Когда он открыл глаза, он увидел на столе рядом со свечой раскрытую книгу. Наверное, ее читала Джинни перед тем, как ее отвлекли. Он думал, Библия, но оказалось, сборник стихов с закладкой на строчках Эрнесто Карденаля[42]. Южноамериканский поэт, подумал Айк. Прошлый век. Мелкий шрифт. Постепенно он разобрал слова:
Он поднял голову от страницы. Грусть пустых полок. Благородство и героизм пустых полок. Он вспомнил, как смотрел в новостях Марш Матерей в Сакраменто: тысячи женщин несли на головах ведра, кувшины и горшки с водопроводной водой из Центральных равнин. Они растянулись на многие мили вдоль обочины хайвея, босые, окровавленные, словно кающиеся грешницы Средневековья, со своим водяным подношением законодателям штата. Они несли всего один плакат: «Если она такая чистая – пейте». Этого оказалось достаточно, чтобы арестовать их за незаконную демонстрацию на транспортной магистрали. Их затаскивали в автобусы. Ни один из сардонических даров воды не прошел десяти миль до Сакраменто; ведра, кувшины и глиняные горшки остались высыхать в заросших травой придорожных канавах. Героизм пустоты. Два года назад, когда Айк смотрел новости, он жалел этих женщин. Сейчас ему было перед ними стыдно.
В трейлере стало слишком темно, чтобы читать дальше, а свеча горела слишком неровно. Он ушел в спальню и лег на незастеленную кровать с водяным матрасом, прямо в одежде, веки сжаты. Постель окутала его стыд, темная, как котомка, мягкая, как облако. Ничего удивительного, что он всегда отворачивался от этого окуляра. Всегда боялся, что случайная жертва, которую он там найдет, будет завернута в звездно-полосатый флаг – в дешевую, лживую, грязную тряпку, сшитую в Корее. Что сквозь увеличительную линзу он увидит прорехи на ткани этого знамени, признаки необратимого распада. Должно быть, в замысловатую формулу основ и утков на корейской флаговой фабрике закралась ошибка. Или ее подсадили туда специально, как вирус-рекомбинант. Неудивительно, что человеку неохота наклоняться и всматриваться, – ведь распадается твой флаг, тот, за который ты сражался. В который вкладывал. Сбережения всей жизни. Неудивительно, что ты не захочешь видеть, как расползаются прорехи, с каждым месяцем все явственнее. Случаев детского рака в Макфарланде на четыреста процентов больше среднего, например. Он вспомнил, как читал эту статистику, последняя страница, одна колонка. Связь, разумеется, не доказана. Не доказана? Что за бред, мы все слепые? Из окрестностей Макфарланда в больницу Фресно детей возят столько, что родители составляют расписание. Расписание! Вода укачала, облако забрало его к себе, и он уснул. Проснувшись в семь утра, сел за стол, выпил кофе, съел кекс и поехал в ангар, как обычно. Диспетчер велел ему брать выходной и отдыхать, Христа ради, но Айк уговорил его разрешить работать.

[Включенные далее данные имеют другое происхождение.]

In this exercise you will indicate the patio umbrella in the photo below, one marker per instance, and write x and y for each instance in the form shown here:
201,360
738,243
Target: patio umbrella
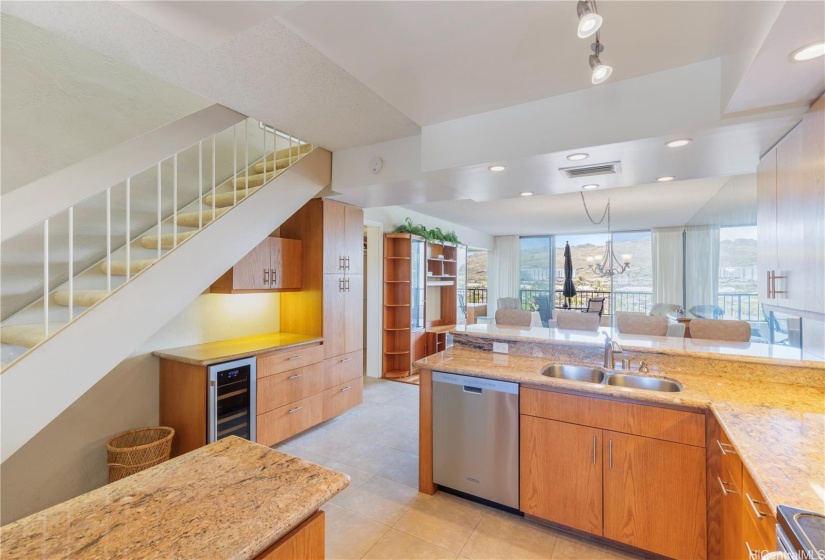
569,289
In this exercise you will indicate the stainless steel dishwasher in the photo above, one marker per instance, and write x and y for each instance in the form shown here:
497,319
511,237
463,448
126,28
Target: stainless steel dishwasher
475,437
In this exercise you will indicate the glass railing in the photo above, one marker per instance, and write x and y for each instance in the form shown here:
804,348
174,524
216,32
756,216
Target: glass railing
56,270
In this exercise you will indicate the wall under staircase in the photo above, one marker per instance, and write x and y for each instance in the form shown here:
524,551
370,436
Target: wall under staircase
46,381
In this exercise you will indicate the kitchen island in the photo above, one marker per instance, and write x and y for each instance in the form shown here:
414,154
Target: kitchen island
232,499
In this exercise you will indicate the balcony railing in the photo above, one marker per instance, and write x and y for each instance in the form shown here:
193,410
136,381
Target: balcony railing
738,306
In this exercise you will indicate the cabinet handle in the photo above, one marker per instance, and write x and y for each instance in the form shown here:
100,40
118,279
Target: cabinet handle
610,453
759,514
594,450
724,486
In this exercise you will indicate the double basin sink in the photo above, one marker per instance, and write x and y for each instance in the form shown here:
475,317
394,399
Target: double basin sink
600,376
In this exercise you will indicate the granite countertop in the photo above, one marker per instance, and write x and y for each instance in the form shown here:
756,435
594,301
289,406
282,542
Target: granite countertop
777,429
770,354
231,499
225,350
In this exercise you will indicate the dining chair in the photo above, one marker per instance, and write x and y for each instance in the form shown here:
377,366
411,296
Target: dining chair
720,329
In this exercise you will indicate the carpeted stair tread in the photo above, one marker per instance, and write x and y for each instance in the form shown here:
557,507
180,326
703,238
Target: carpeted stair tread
119,267
190,219
82,298
279,164
167,240
223,200
26,336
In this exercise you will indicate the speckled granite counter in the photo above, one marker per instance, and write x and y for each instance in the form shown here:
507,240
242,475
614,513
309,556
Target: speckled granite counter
231,500
778,429
225,350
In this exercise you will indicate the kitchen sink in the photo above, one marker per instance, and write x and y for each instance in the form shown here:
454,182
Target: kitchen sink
644,383
574,373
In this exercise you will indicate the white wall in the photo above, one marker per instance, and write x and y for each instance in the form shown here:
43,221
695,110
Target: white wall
392,216
63,102
68,457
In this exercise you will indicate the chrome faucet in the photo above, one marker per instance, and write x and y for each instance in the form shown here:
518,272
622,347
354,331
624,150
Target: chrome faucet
610,348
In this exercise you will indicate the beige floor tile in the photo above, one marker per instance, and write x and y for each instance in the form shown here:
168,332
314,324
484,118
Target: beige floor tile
401,546
381,500
349,535
503,536
443,520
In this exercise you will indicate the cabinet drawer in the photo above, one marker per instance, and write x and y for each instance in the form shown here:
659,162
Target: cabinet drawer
341,398
757,512
643,420
277,362
284,422
341,369
290,386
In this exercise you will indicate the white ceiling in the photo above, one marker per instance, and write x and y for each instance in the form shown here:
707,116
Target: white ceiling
436,61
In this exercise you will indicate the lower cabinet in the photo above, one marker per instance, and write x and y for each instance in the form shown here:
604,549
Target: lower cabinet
615,469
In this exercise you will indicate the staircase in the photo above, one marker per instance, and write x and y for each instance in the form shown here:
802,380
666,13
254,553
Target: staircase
91,315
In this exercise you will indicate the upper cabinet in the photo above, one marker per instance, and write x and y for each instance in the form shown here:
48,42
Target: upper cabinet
274,265
791,217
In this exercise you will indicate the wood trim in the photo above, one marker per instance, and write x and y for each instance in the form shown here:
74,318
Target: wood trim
644,420
183,403
425,433
304,542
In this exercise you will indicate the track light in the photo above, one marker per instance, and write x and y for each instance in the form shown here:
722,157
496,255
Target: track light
589,20
601,71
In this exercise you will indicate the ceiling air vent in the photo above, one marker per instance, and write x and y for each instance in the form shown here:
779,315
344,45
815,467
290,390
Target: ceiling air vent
591,170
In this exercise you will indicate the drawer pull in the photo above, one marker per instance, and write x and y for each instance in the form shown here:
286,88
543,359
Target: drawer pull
759,514
724,486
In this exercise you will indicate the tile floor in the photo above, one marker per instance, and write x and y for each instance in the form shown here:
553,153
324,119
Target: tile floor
381,515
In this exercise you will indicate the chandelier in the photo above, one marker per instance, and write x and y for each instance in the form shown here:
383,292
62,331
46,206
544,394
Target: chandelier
610,264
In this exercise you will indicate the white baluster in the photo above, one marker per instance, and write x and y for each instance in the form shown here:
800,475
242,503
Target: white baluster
128,228
45,278
71,263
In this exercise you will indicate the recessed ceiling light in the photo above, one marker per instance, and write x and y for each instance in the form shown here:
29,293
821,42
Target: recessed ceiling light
679,143
808,52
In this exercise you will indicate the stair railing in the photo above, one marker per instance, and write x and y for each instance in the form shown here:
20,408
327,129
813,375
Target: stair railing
216,185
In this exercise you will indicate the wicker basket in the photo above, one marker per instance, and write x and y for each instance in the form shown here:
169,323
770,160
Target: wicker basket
136,450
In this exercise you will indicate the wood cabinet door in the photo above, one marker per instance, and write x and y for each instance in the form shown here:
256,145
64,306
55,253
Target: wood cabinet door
814,220
654,495
286,264
354,239
561,473
354,313
252,271
334,236
335,315
792,262
766,222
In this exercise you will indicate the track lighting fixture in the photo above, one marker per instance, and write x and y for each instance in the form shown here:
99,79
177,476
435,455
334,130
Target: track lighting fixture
589,20
601,71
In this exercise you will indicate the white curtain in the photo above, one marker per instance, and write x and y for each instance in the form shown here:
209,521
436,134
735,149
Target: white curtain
701,265
504,271
668,261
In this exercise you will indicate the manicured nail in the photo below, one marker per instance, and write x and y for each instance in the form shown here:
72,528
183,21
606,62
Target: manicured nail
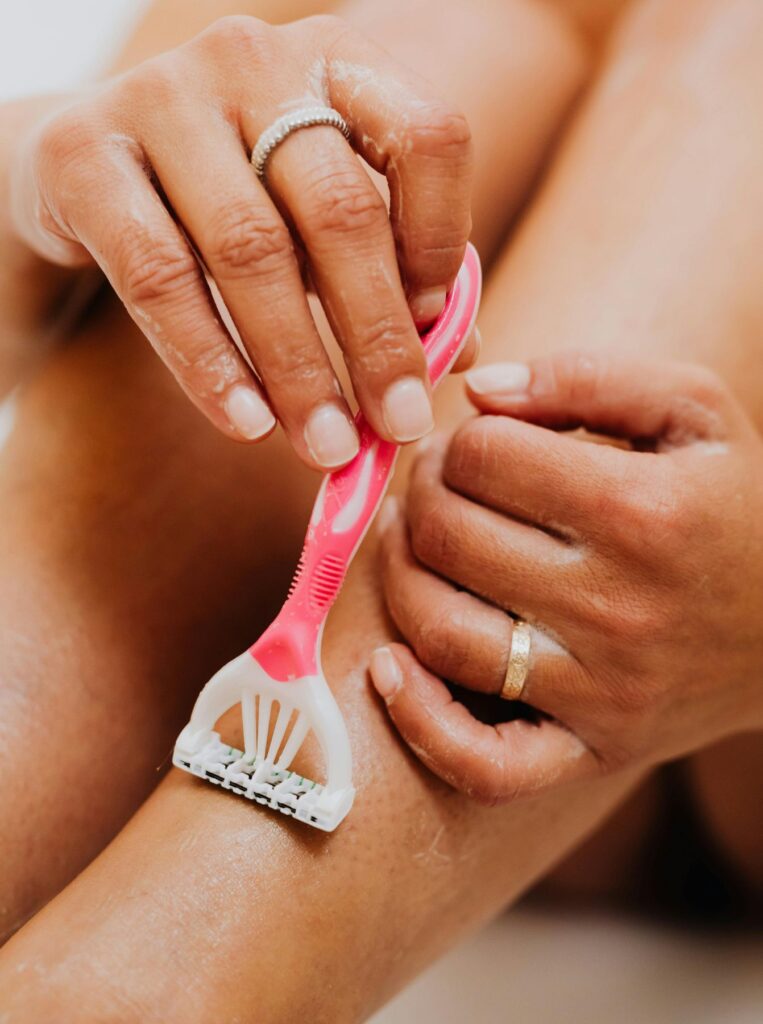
385,673
408,411
249,413
427,305
330,436
499,378
387,514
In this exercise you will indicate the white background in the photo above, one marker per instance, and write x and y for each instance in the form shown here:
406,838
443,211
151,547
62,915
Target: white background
527,968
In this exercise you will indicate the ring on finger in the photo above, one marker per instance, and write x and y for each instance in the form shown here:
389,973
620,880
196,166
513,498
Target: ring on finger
518,665
281,129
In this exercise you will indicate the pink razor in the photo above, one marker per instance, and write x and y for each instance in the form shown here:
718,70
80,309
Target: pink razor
279,682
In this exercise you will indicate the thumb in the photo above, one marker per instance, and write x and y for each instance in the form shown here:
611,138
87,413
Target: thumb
626,396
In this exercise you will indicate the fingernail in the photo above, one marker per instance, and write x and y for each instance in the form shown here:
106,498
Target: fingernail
499,378
249,413
387,514
385,673
330,436
427,305
408,411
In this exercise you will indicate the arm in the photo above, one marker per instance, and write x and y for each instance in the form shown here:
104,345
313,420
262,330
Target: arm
124,531
536,82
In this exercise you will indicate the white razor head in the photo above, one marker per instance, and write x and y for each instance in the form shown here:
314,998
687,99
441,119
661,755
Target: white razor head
277,718
276,787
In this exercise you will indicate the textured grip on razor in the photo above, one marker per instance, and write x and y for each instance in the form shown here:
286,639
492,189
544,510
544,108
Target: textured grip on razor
349,498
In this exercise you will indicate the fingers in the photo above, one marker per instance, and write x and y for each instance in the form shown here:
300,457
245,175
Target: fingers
248,250
342,222
491,764
155,272
511,564
534,474
458,636
665,402
422,144
469,353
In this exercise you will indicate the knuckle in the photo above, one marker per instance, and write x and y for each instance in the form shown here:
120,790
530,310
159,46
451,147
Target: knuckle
472,451
652,512
437,129
485,784
707,387
294,366
154,271
327,25
246,241
241,36
152,85
68,141
435,536
340,202
432,636
577,374
378,345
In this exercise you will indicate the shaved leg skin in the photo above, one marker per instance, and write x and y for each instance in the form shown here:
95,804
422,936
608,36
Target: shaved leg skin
209,908
194,911
145,551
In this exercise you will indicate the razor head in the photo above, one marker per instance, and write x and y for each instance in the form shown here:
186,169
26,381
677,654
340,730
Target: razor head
264,783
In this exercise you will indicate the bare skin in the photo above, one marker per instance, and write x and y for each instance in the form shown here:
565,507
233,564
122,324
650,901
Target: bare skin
103,944
222,484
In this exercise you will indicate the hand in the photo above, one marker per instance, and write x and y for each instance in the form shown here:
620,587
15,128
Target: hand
640,571
150,177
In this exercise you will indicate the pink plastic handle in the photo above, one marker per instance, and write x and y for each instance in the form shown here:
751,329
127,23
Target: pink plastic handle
349,498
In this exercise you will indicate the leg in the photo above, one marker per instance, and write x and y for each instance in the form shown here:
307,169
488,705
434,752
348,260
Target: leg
152,535
401,813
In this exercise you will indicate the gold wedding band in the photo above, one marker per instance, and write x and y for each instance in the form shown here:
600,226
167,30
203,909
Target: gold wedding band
516,670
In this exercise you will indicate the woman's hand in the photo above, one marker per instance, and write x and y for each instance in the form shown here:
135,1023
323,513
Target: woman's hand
150,177
640,571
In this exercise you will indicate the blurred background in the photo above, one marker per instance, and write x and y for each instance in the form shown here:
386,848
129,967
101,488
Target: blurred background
533,966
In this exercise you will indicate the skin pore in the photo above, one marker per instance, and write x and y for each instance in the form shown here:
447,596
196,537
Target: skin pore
200,903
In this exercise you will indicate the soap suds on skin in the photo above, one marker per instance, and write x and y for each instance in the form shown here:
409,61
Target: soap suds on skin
7,417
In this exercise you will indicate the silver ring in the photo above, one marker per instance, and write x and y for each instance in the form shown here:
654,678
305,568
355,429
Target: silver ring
518,667
281,129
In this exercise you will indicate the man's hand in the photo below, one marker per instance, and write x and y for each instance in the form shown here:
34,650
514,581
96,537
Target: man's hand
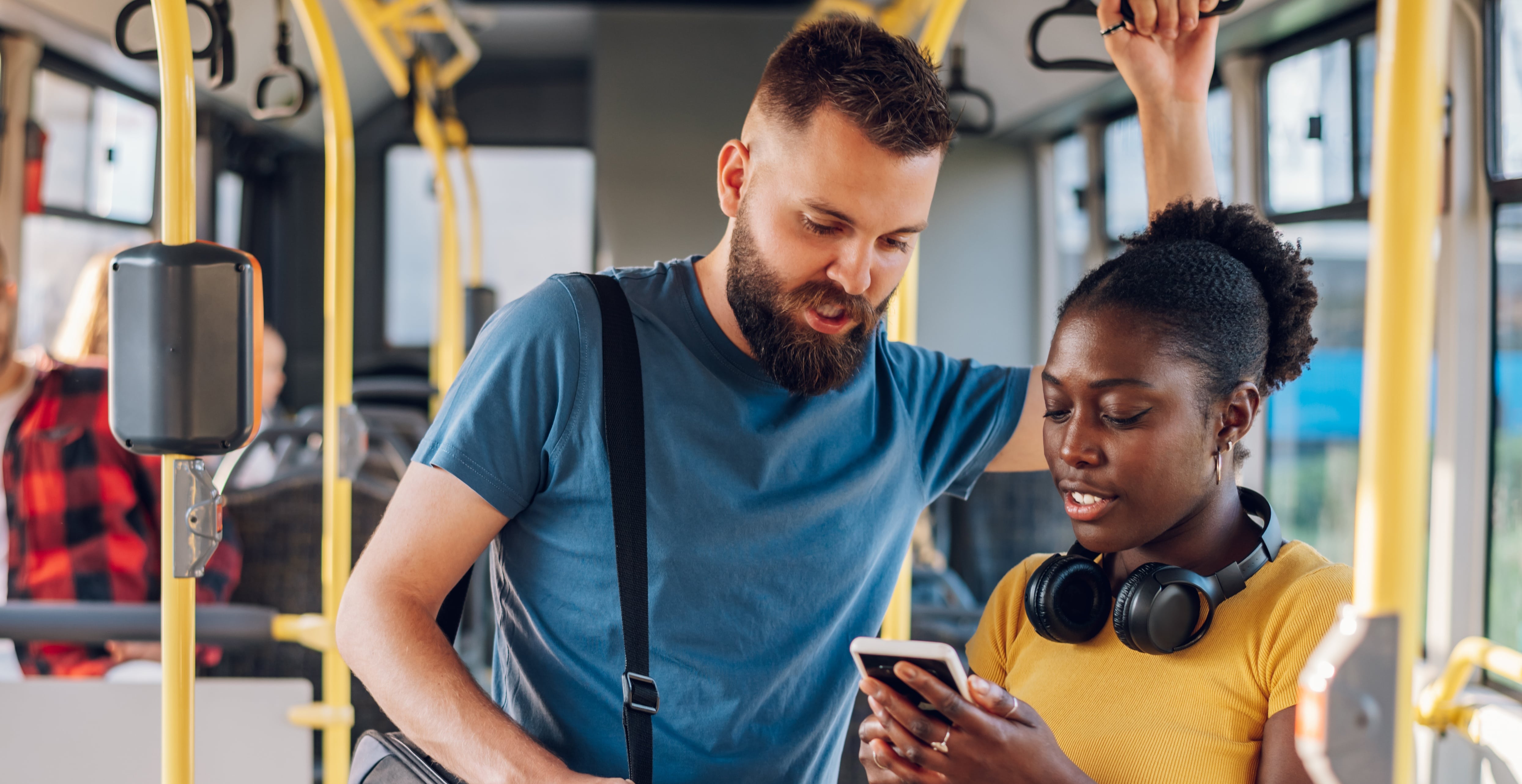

– Мне сказали в больнице, что будет лучше, если я займусь своими делами. Мне нужно летать, Скип. Я буду медленно. Не волнуйся. Сходи в офис, скажи им, что я буду готов к полуденному вылету.
Диспетчер ушел, пожав плечами, Айк сел на крутящийся стул и уставился на разложенные листы с расписанием. Пилоты заглядывали по пути на поле, бормотали сочувственные слова. Он кивал и говорил, что с ним все нормально, он их догонит. Скоро.